Heavily influenced by the English and Scottish Enlightenment, the Founders believed in the power of private interaction to satisfy people’s desires and solve human problems. As Margaret Thatcher observed, "Europe was created by history. America was created by philosophy."
 

The Founding’s political philosophy was thus both conservative and liberal: the “conservative” American tradition was the “liberal” new ideas of the Enlightenment. As a result, subsequent American political fights usually weren’t about what should be the country’s core principles, but rather how those principles should be realized. Who, exactly, has the right to life, liberty, and the pursuit of happiness? What steps should government take to secure those rights? What happens when one person’s liberty infringes on another’s pursuit of happiness?
 

By the latter part of the 20th century, the nation seemingly had reached general agreement on many of those disputes.[1] Americans, by nature of their very humanity, would have a wide range of individual rights regardless of their religion, race or gender.

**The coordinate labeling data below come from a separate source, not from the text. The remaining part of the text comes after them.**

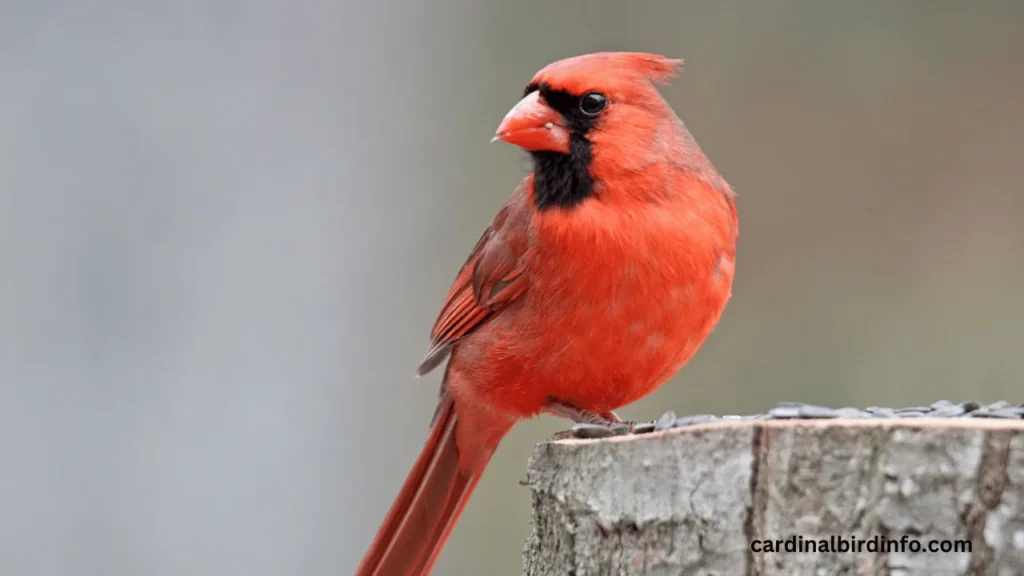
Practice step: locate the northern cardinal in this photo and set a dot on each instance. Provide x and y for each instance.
(598, 280)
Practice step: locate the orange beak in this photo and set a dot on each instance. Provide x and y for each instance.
(535, 126)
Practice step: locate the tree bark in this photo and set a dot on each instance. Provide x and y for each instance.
(692, 500)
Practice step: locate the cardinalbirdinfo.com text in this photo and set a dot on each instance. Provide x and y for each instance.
(877, 543)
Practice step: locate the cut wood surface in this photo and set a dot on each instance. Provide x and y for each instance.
(691, 500)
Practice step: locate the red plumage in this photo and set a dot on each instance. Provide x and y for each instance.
(597, 281)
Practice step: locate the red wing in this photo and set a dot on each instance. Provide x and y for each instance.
(493, 277)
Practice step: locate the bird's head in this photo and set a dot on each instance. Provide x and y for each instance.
(591, 114)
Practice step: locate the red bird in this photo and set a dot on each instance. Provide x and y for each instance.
(597, 281)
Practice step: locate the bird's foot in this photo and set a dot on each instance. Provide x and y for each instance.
(591, 424)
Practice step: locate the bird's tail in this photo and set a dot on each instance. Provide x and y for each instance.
(423, 515)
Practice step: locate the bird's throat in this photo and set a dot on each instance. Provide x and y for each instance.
(562, 180)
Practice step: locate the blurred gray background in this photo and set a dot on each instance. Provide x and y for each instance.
(225, 230)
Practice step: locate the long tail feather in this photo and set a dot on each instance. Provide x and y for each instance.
(423, 515)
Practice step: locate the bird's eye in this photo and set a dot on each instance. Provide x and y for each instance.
(593, 104)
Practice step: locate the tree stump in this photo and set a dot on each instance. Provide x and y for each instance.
(692, 500)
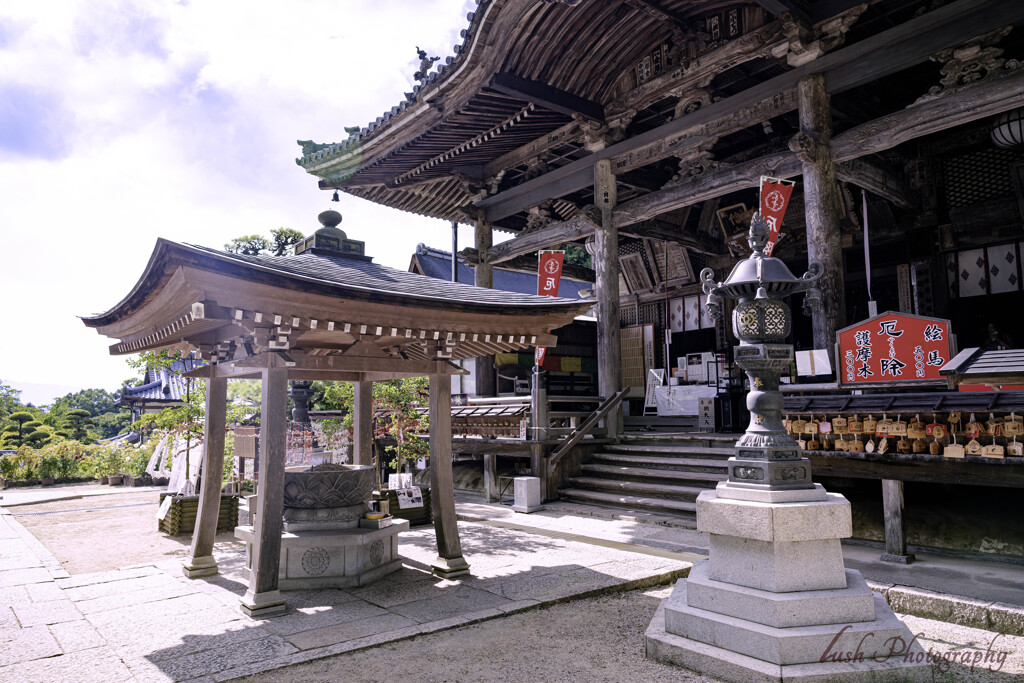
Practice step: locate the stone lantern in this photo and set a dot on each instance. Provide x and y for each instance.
(773, 601)
(767, 457)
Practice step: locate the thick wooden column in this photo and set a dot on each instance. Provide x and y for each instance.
(486, 380)
(450, 561)
(606, 266)
(821, 206)
(200, 561)
(363, 423)
(263, 596)
(892, 502)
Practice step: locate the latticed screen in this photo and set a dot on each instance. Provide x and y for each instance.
(632, 350)
(977, 176)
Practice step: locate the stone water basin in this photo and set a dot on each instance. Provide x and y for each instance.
(329, 485)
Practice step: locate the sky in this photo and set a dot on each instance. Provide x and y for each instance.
(124, 121)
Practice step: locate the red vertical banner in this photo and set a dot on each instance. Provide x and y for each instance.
(774, 199)
(549, 274)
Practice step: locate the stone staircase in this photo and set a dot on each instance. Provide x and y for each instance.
(656, 473)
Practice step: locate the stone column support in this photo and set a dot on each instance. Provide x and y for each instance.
(606, 266)
(821, 203)
(200, 561)
(363, 423)
(486, 379)
(263, 596)
(450, 561)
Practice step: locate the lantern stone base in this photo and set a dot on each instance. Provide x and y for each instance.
(773, 601)
(334, 558)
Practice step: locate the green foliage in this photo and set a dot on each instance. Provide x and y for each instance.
(8, 466)
(10, 400)
(95, 401)
(577, 255)
(398, 399)
(248, 245)
(76, 424)
(285, 240)
(48, 466)
(112, 424)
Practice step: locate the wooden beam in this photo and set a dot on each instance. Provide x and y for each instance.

The United States would have a strong military, but would employ that power judiciously. The economy would largely be left to private interactions with limited government intervention. Freedom of religion, speech, assembly, and the press would be robust, and the nation’s marketplace of ideas would be highly competitive. Government would provide a social safety net, but it would be limited. Though Americans would vehemently disagree on the specifics of politics, there was a remarkably broad consensus on the generalities.
 

This bore the fruit of the last two decades of the 20th century. The 1970s’ double-digit inflation and unemployment ended, the information age dawned, the United States won the Cold War, unemployment fell below 2 percent, and the federal budget was balanced. Even the dot-com bust did little to harm the nation’s peace and prosperity.
 

Then the 21st century dawned, followed by three calamities: the 9/11 terrorist attacks, two wars in the Middle East, and the housing bust and subsequent financial crisis and recession. None of those were the fault of the late 20th century consensus, but it shattered nonetheless. Now it is being replaced on both the political left and right by a movement that is wholly at odds with the Founding philosophy.
 

Instead of the conservative and liberal American ideals of individual freedom and political consensus-building, this movement favors using government to benefit specific social groups and harm others. For the “out groups,” free speech, freedom of religion, freedom of assembly, freedom of the press, property rights, economic freedom, and equal protection under the law are all to be constrained, so as not to impose on the “in group.” This movement exists in both the Republican Party and Democratic Party, differing only on which social groups are deemed “in” and “out.” Hence the problem: sooner or later, each “in” group will be turned out, and subjugated by a new “in” group wielding the powers of government. Call this movement “the new tribalism.”
 

Americans who remain committed to the Founding philosophy need to recognize the nation’s current political divide isn’t between conservatives and liberals, or between Democrats and Republicans. It’s between themselves on one side and the tribalists on the other. The true conservatives and liberals must not let themselves be lured into joining the tribalists by claims of loyalty to the party, or “real Americans,” or the “working people.” It’s time to put such tribalism aside in favor of commitment to the American ideal.
 

Americans with that commitment—whether Democrat or Republican, avowed conservative or liberal—must learn to hang together. Otherwise, the new tribalists will hang us all separately.
 

Thomas A. Firey is a senior fellow with the Maryland Public Policy Institute and a Washington County native.


[1] See Thomas A. Firey, “Beyond the ‘Washington Consensus,’” Herald-Mail (Hagerstown, MD), April 13, 2016.